Solved

Reimage Cluster with ESXi Failing

  • 21 February 2020
  • 3 replies
  • 2169 views

Userlevel 1
Badge +1

I am reimaging my lab cluster after we had some serious problems with a conversion to AHV and rollback to ESXi.  2 of my 3 nodes reimaged fine, once I put a /firstboot directory in to the existing ESXi hosts.  My 3rd node is losing track of where the firstboot directory would be.

 

From the foundation log:

20200221 11:40:17 ERROR Command 'scp -i ~/.ssh/id_rsa /tmp/tmp.gkI7z6j7XG/nutanix_provision_network_utils-1.0-py2.7.egg root@192.168.5.1:./vmfs/volumes/4d501d79-cff63899-7951-75210fae7516/Nutanix ./vmfs/volumes/5e4c3359-4b398980-cc34-ac1f6bb9dd8a/Nutanix/firstboot/nutanix_provision_network_utils-1.0-py2.7.egg' returned error code 127 stdout: stderr: FIPS mode initialized bash: line 1: ./vmfs/volumes/5e4c3359-4b398980-cc34-ac1f6bb9dd8a/Nutanix/firstboot/nutanix_provision_network_utils-1.0-py2.7.egg: No such file or directory 20200221 11:40:17 ERROR Failed while copying file /tmp/tmp.gkI7z6j7XG/nutanix_provision_network_utils-1.0-py2.7.egg to host with error Command 'scp -i ~/.ssh/id_rsa /tmp/tmp.gkI7z6j7XG/nutanix_provision_network_utils-1.0-py2.7.egg root@192.168.5.1:./vmfs/volumes/4d501d79-cff63899-7951-75210fae7516/Nutanix ./vmfs/volumes/5e4c3359-4b398980-cc34-ac1f6bb9dd8a/Nutanix/firstboot/nutanix_provision_network_utils-1.0-py2.7.egg' returned error code 127 stdout: stderr: FIPS mode initialized bash: line 1: ./vmfs/volumes/5e4c3359-4b398980-cc34-ac1f6bb9dd8a/Nutanix/firstboot/nutanix_provision_network_utils-1.0-py2.7.egg: No such file or directory 20200221 11:40:18 ERROR Exception in running <ImagingStepProvisionNetwork(<NodeConfig(10.252.200.33) @6bf0>) @68d0> Traceback (most recent call last): File "foundation\imaging_step.py", line 161, in _run File "foundation\imaging_step_provision_network.py", line 209, in run File "foundation\imaging_step_provision_network.py", line 119, in provision_network StandardError: ('Failed to execute threaded_provision_network on %s, error (%s)', '10.252.200.33', "Command 'scp -i ~/.ssh/id_rsa /tmp/tmp.gkI7z6j7XG/nutanix_provision_network_utils-1.0-py2.7.egg root@192.168.5.1:./vmfs/volumes/4d501d79-cff63899-7951-75210fae7516/Nutanix\n./vmfs/volumes/5e4c3359-4b398980-cc34-ac1f6bb9dd8a/Nutanix/firstboot/nutanix_provision_network_utils-1.0-py2.7.egg' returned error code 127\nstdout:\n\nstderr:\nFIPS mode initialized\r\nbash: line 1: ./vmfs/volumes/5e4c3359-4b398980-cc34-ac1f6bb9dd8a/Nutanix/firstboot/nutanix_provision_network_utils-1.0-py2.7.egg: No such file or directory\n")

Basically, it is going down the /bootbank/Nutanix/firstboot path instead of /firstboot.  I see the .egg file in the directory where it SCP’s to, but for SOME REASON, it is trying to go to a completely different directory to execute it.  I would love to just wipe this node clean and have AOS and ESXi install from scratch.  Are there any tricks that I can do to make that happen?

icon

Best answer by JeremyJ 25 February 2020, 17:17

View original

This topic has been closed for comments

3 replies

Userlevel 6
Badge +5

Hi there!

Bare with me as I am trying to help you, please.

Firstly, if I understand correctly, you have created /firstboot directory within ESXi file system.

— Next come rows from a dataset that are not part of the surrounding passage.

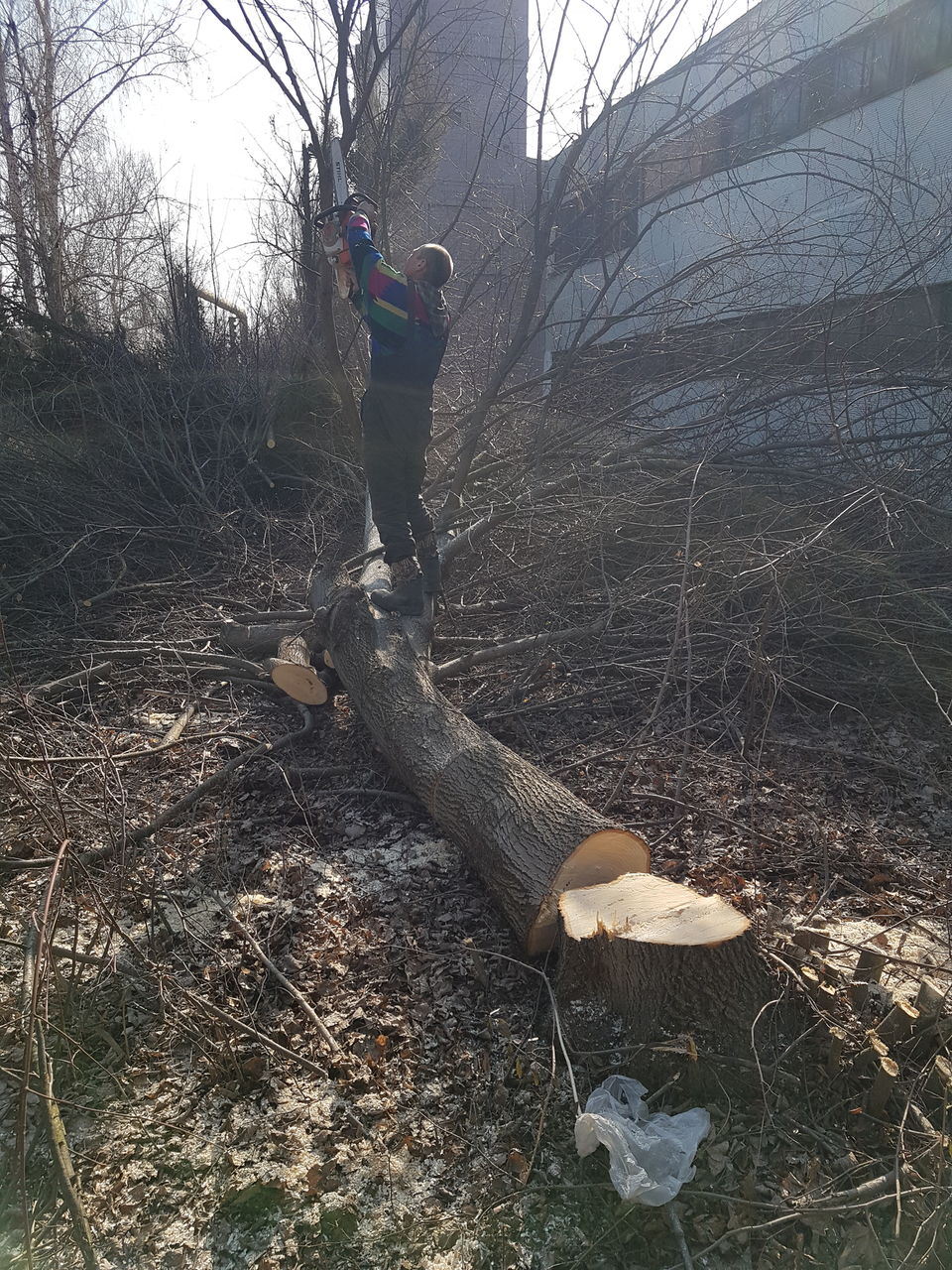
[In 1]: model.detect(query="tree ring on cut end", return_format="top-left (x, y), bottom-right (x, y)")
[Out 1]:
top-left (271, 662), bottom-right (327, 706)
top-left (558, 872), bottom-right (750, 948)
top-left (526, 829), bottom-right (652, 956)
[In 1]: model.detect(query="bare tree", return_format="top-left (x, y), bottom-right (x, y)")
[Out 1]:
top-left (0, 0), bottom-right (185, 325)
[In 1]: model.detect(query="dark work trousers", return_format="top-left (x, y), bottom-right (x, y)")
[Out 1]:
top-left (361, 380), bottom-right (432, 564)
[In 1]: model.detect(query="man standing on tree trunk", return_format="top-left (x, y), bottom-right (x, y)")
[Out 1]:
top-left (346, 209), bottom-right (453, 617)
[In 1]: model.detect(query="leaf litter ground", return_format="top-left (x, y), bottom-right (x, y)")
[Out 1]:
top-left (0, 569), bottom-right (952, 1270)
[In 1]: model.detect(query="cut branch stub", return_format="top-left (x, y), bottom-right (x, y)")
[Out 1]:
top-left (558, 872), bottom-right (750, 948)
top-left (266, 635), bottom-right (329, 706)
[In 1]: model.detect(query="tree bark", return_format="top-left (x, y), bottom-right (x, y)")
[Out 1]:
top-left (316, 588), bottom-right (649, 953)
top-left (311, 544), bottom-right (779, 1049)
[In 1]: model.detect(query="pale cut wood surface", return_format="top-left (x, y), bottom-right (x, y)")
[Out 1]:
top-left (558, 872), bottom-right (750, 948)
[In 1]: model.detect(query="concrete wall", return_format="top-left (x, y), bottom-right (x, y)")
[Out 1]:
top-left (549, 0), bottom-right (952, 352)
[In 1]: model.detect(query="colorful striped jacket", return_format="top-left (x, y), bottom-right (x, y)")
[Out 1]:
top-left (346, 213), bottom-right (447, 389)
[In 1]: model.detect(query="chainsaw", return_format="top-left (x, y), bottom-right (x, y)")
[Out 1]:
top-left (313, 137), bottom-right (380, 300)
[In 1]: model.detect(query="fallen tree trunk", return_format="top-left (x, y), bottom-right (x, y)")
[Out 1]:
top-left (314, 586), bottom-right (775, 1043)
top-left (316, 588), bottom-right (649, 953)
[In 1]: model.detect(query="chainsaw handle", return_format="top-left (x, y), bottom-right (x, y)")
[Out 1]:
top-left (313, 190), bottom-right (380, 226)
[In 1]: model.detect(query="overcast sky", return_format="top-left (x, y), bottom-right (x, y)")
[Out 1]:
top-left (114, 0), bottom-right (748, 300)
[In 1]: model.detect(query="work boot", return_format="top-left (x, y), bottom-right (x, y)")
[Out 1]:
top-left (371, 557), bottom-right (422, 617)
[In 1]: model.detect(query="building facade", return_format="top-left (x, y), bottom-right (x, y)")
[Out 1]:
top-left (548, 0), bottom-right (952, 421)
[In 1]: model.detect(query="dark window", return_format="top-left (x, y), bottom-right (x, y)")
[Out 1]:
top-left (806, 54), bottom-right (837, 121)
top-left (833, 41), bottom-right (866, 107)
top-left (863, 27), bottom-right (902, 96)
top-left (771, 75), bottom-right (803, 141)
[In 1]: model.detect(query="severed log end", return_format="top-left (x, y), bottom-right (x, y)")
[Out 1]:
top-left (558, 874), bottom-right (778, 1048)
top-left (526, 828), bottom-right (652, 956)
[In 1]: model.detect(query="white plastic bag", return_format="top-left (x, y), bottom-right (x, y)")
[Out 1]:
top-left (575, 1076), bottom-right (711, 1207)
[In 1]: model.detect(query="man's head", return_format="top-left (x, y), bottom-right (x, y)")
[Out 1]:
top-left (404, 242), bottom-right (453, 287)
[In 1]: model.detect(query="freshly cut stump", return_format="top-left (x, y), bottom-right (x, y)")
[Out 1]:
top-left (312, 585), bottom-right (775, 1048)
top-left (558, 874), bottom-right (775, 1049)
top-left (558, 874), bottom-right (750, 948)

This would not matter when converting into AHV as AHV is installed fresh and independent to the pre-existing hypervisor.

Secondly, I would like to point out that Community edition is not exactly equal to full-enterprise version. I am sure I understand that anyway.

Unsuccessful conversion of the cluster should be accompanied by a message in Prism inviting to roll back the conversion. You could execute convert_cluster_status from a CVM in attempt to find out actual state of the node as well as any reasons for the imaging failure.

As per wiping the node clean, since it a lab environment and it is a 3 nodes cluster meaning evicting a node is not an option, you could re-image the entire cluster.

In an attempt to provide some guidance please see this Prism Web Guide: In-place hypervisor conversion which contains Requirements and limitations section amongst the rest.

I apologise for not being able to come up with a more helpful response. Please let us know how you go.

 

Userlevel 3
Badge +4

This is not a known issue with an already-recognized root cause. You should not have to make any manual changes during conversion.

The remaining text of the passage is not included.